The Australian Liquor Stores Association's service policy says any customer who looks under 25 should be asked for identification, while the Australian Hotels Association says its standard is 21.
But Police Commissioner Karl O'Callaghan said the three operations showed the industry could not be trusted to self-regulate, after two out of three operators failed to ask for identification during 392 visits by young-looking police cadets since July.

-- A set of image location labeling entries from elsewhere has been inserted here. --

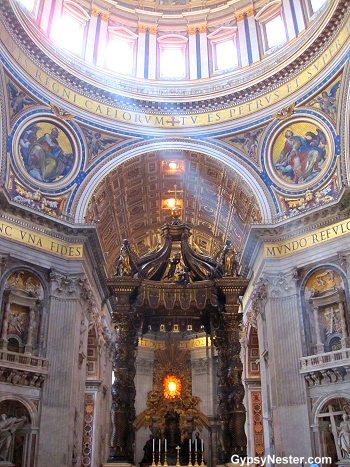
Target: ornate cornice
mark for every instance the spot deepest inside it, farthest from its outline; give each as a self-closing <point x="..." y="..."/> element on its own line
<point x="283" y="75"/>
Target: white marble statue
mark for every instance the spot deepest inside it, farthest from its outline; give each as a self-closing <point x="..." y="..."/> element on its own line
<point x="7" y="428"/>
<point x="344" y="436"/>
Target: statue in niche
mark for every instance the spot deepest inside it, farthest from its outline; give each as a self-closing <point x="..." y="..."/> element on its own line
<point x="173" y="264"/>
<point x="229" y="260"/>
<point x="123" y="263"/>
<point x="17" y="322"/>
<point x="172" y="432"/>
<point x="7" y="428"/>
<point x="344" y="436"/>
<point x="148" y="451"/>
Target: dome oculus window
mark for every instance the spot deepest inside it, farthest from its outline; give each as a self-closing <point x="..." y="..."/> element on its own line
<point x="69" y="29"/>
<point x="272" y="27"/>
<point x="120" y="51"/>
<point x="172" y="56"/>
<point x="224" y="48"/>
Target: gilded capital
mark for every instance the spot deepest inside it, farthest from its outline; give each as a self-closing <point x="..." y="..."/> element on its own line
<point x="142" y="28"/>
<point x="250" y="12"/>
<point x="191" y="30"/>
<point x="105" y="17"/>
<point x="153" y="29"/>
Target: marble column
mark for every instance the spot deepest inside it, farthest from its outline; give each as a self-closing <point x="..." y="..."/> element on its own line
<point x="123" y="391"/>
<point x="231" y="411"/>
<point x="192" y="52"/>
<point x="102" y="39"/>
<point x="283" y="390"/>
<point x="152" y="55"/>
<point x="91" y="40"/>
<point x="319" y="343"/>
<point x="63" y="392"/>
<point x="141" y="50"/>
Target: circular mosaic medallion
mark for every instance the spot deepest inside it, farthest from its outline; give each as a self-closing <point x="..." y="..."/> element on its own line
<point x="46" y="152"/>
<point x="300" y="153"/>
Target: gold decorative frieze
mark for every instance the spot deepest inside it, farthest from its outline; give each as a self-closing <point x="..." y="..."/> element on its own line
<point x="187" y="344"/>
<point x="276" y="250"/>
<point x="40" y="240"/>
<point x="256" y="103"/>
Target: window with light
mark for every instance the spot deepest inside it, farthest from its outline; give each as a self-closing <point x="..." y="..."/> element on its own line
<point x="275" y="32"/>
<point x="172" y="57"/>
<point x="224" y="48"/>
<point x="226" y="55"/>
<point x="69" y="30"/>
<point x="120" y="55"/>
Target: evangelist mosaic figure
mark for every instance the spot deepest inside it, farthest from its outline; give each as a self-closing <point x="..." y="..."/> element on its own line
<point x="301" y="158"/>
<point x="46" y="152"/>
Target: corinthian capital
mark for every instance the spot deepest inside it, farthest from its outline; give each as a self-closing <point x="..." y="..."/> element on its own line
<point x="67" y="286"/>
<point x="282" y="284"/>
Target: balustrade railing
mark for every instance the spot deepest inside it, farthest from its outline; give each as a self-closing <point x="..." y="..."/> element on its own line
<point x="23" y="360"/>
<point x="325" y="360"/>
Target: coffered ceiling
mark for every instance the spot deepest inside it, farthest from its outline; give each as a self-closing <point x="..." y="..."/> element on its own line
<point x="130" y="202"/>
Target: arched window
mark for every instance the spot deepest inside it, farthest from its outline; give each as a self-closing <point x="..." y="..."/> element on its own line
<point x="121" y="50"/>
<point x="272" y="26"/>
<point x="172" y="56"/>
<point x="69" y="29"/>
<point x="316" y="5"/>
<point x="224" y="49"/>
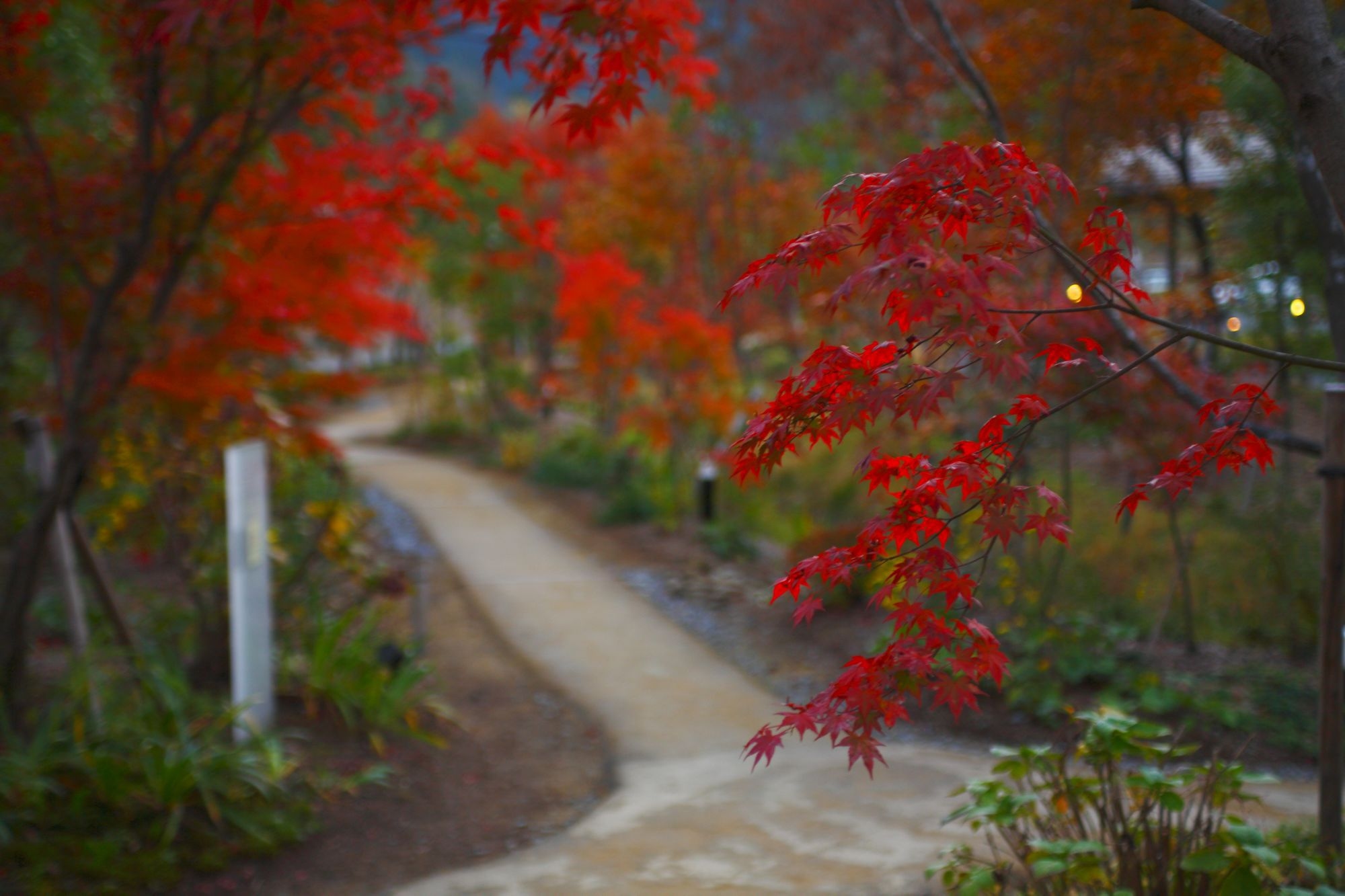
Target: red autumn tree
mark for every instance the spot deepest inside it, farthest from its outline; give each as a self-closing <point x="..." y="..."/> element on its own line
<point x="937" y="244"/>
<point x="134" y="249"/>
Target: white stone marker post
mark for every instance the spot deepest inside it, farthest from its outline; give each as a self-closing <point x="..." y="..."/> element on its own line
<point x="249" y="587"/>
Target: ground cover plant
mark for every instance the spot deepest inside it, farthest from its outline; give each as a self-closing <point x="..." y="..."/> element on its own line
<point x="1120" y="809"/>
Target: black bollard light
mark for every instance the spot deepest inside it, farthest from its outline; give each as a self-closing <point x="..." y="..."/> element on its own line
<point x="705" y="477"/>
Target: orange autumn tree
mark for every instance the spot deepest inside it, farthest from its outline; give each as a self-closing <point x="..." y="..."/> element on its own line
<point x="123" y="205"/>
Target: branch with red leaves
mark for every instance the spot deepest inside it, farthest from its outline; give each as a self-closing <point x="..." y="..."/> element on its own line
<point x="937" y="243"/>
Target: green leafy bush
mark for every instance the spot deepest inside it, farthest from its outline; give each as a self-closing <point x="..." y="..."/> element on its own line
<point x="155" y="787"/>
<point x="727" y="540"/>
<point x="1078" y="655"/>
<point x="340" y="667"/>
<point x="579" y="459"/>
<point x="1117" y="811"/>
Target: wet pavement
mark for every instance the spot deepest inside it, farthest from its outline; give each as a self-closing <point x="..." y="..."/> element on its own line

In the latest sting, two 18-year-old male and female police cadets bought alcohol at 140 of the 200 outlets they visited without proving they were 18.
None of the retailers which failed to ask for identification could be fined. However, police said the operations showed why they needed powers to use underage cadets to crack down on outlets selling alcohol to minors.
ALSA WA executive director Lindsay James and AHA chief executive Bradley Woods said none of the retailers had committed any crime but they needed to be more vigilant about checking identification.
"It's an unfortunate slur on the 50,000 people who work in the hospitality industry for the Police Commissioner to suggest that we put profit before people and safety," Mr Woods said.
Mr Woods and Mr James rejected suggestions that tougher regulations were needed for packaged liquor outlets to restrict the access of alcohol to juveniles.
An independent review of WA's Liquor Control Act has recommended allowing police to use underage police cadets for covert stings and making mandatory the voluntary policy of asking anyone under 25 for proof of age.
Mr O'Callaghan said the industry had promised last year that operators would adhere to the policy but nothing had changed.